By now, you’ve probably seen the above photograph countless times. It’s likely occupied your News Feed and topped stories from sources both Left and Right. Jonathan Bachman’s photo has come to represent the heart-rending events of last week: the fatal police shootings of two black men, Alton Sterling in Louisiana and Philando Castile in Minnesota, the protests that spawned in response, and the sniper attack that, in the midst of one of those protests, saw five Dallas police officers killed.
In it, Ieshia Evans, an unarmed black woman in a sundress and ballet flats, peacefully faces off police officers sporting full riot gear outside the Baton Rouge police department. The 35-year-old nurse remained on the street after police asked protesters to disperse and was cuffed just after Bachman captured his shot. She was released from jail on Sunday evening, perhaps not yet knowing that her profile had become a new emblem for the struggles represented by the Black Lives Matter movement.
Bachman’s is not the first photograph to emerge out of Black Lives Matter and cement itself in the popular imagination nor will it likely be the last. But, like all feats of photojournalism that go on to define major social movements and news events, it captures and humanizes the very fear, pain, and struggle that motivates those at the heart of each movement in a way that words—particularly the removed words of journalists—cannot. Throughout recent history, iconic images like these have represented the ravages of war, captured long-endured injustices, highlighted the absurdity of the state power apparatus when placed against the individual, and mobilized mass movements for change. In each frame, a message: It could always be you.

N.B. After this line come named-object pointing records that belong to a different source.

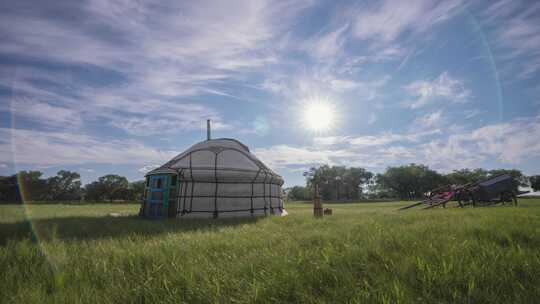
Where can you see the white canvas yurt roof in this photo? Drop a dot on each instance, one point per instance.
(220, 177)
(230, 157)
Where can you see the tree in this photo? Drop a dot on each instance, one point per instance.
(411, 181)
(299, 193)
(466, 176)
(109, 187)
(9, 189)
(535, 182)
(338, 182)
(66, 185)
(31, 186)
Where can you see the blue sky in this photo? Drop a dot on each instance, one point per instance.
(120, 87)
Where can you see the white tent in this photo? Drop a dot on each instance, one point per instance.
(213, 178)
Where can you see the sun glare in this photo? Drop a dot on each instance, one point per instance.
(319, 115)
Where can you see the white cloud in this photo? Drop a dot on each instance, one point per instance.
(516, 35)
(162, 54)
(148, 168)
(510, 143)
(327, 45)
(388, 20)
(444, 86)
(372, 118)
(61, 148)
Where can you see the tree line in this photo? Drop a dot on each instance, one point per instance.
(406, 182)
(66, 186)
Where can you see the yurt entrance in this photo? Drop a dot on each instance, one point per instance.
(160, 196)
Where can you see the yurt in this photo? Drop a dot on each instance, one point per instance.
(214, 178)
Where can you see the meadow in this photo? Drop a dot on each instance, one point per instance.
(364, 252)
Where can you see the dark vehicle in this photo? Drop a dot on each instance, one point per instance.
(497, 189)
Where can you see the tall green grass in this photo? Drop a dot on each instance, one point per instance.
(362, 253)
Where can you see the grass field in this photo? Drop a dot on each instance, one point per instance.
(362, 253)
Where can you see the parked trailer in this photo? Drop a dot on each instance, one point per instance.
(494, 190)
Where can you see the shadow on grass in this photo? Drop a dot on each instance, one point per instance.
(89, 228)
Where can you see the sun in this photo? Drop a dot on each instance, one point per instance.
(319, 115)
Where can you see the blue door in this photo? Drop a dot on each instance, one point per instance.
(157, 197)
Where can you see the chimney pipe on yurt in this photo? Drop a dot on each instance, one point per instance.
(208, 130)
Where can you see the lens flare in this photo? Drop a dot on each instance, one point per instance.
(319, 115)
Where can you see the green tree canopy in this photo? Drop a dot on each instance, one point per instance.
(535, 182)
(66, 185)
(338, 182)
(411, 181)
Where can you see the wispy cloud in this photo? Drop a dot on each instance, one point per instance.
(163, 54)
(516, 35)
(61, 148)
(510, 143)
(444, 86)
(386, 21)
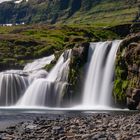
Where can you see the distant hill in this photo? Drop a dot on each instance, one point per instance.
(98, 12)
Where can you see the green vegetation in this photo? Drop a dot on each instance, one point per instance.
(90, 12)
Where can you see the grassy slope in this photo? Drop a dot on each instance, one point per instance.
(93, 12)
(107, 13)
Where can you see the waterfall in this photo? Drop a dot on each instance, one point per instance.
(12, 87)
(48, 91)
(99, 79)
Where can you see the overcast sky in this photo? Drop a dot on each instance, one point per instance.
(4, 0)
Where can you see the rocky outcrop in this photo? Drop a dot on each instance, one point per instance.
(127, 79)
(76, 73)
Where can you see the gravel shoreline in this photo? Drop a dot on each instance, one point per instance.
(77, 126)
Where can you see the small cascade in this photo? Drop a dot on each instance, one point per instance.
(48, 91)
(99, 80)
(38, 64)
(12, 87)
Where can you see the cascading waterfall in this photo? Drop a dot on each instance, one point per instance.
(48, 91)
(99, 80)
(12, 87)
(34, 86)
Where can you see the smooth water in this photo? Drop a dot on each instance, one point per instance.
(99, 80)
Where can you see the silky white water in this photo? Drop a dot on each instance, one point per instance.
(99, 79)
(48, 91)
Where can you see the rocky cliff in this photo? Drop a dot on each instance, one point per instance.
(127, 79)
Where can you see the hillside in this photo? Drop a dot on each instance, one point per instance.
(95, 12)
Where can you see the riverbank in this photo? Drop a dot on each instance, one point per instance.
(70, 126)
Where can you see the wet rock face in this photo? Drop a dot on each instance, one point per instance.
(77, 127)
(128, 70)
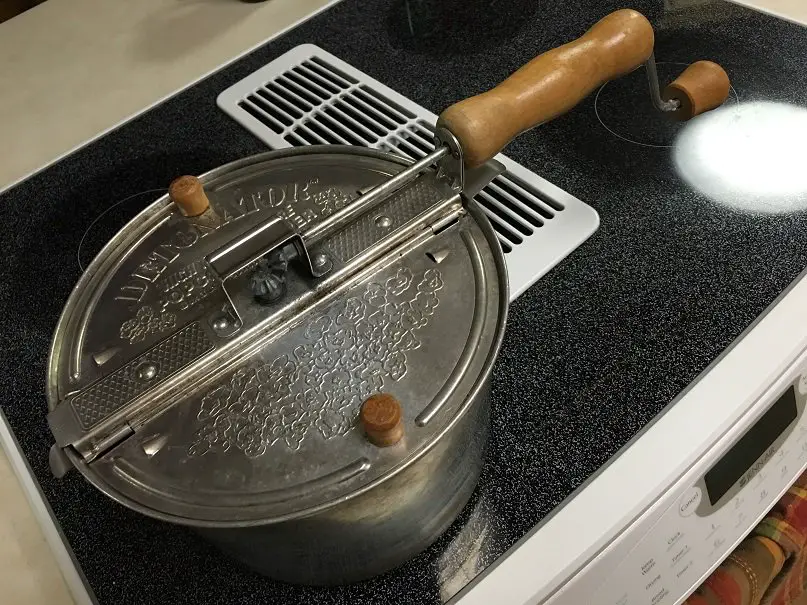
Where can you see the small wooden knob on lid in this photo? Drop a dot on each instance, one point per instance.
(187, 193)
(701, 87)
(381, 418)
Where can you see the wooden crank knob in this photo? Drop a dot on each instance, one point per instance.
(382, 419)
(187, 193)
(549, 85)
(701, 87)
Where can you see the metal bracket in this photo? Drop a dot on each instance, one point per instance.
(451, 166)
(655, 89)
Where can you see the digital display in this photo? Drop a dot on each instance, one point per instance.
(751, 446)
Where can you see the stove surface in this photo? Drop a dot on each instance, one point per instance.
(695, 241)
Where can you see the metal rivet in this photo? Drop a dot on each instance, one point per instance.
(104, 356)
(320, 260)
(438, 256)
(146, 371)
(153, 444)
(220, 324)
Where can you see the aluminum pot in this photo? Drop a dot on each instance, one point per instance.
(180, 392)
(292, 354)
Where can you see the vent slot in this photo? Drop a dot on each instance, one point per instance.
(309, 97)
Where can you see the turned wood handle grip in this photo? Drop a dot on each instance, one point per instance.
(701, 87)
(549, 85)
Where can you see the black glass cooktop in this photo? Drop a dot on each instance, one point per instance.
(702, 226)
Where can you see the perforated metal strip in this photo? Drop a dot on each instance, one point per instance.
(310, 97)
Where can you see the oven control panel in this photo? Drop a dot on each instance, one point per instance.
(705, 520)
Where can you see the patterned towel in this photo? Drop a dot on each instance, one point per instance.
(768, 568)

So it was on June 5, 1989, when, following nearly two months of demonstrations in Beijing and the Chinese military’s violent killing of thousands of protesters, a lone Chinese rebel fearlessly walked before a row of moving army tanks in Tiananmen Square. The unidentified protester (forever remembered as “Tank Man
”) stood his ground as the engines revved. He climbed on top of the first tank to speak to one of the soldiers and was later whisked away—whether to safety or to his death remains unknown.
But the resulting photograph, which appeared on the cover of the New York Times the next day but remains censored in Chinese media to this day, shows only the stand-off. It hints at omnipresent state violence, irrespective of Tank Man’s fate. In retrospect, it hints at the momentous changes to come in Mainland China during the following two decades, this individual splitting off from any collectivity, whether communist or otherwise, in self-definition. The image became a symbol more widely of courage and nonviolent resistance and remains one of the most iconic representations of civil disobedience—and of the late 20th century, period.
On October 21, 1967, French photojournalist Marc Riboud was among a crowd of some 100,000 anti-Vietnam War protesters who stormed the Pentagon, confronting the more-than-2,500 rifle-wielding soldiers that guarded the building. It was there that he fixed his lens on 17-year-old high-school student Jan Rose Kasmir and snapped a portrait of the young woman
, dressed in a flowered blouse and clutching a chrysanthemum, peacefully confronting a row of the National Guard holding sharply aimed bayonets.
Kasmir’s efforts to speak with the soldiers weren’t successful. Shortly after the click of Riboud’s shutter, protesters were arrested, beaten, and clouded with tear gas. But Riboud’s photograph and American photographer Bernie Boston’s similar image “Flower Power
” traveled the world. They became emblems of the movements around the globe in the coming year that confronted the military industrial complex with an alternative consciousness empowered by peace.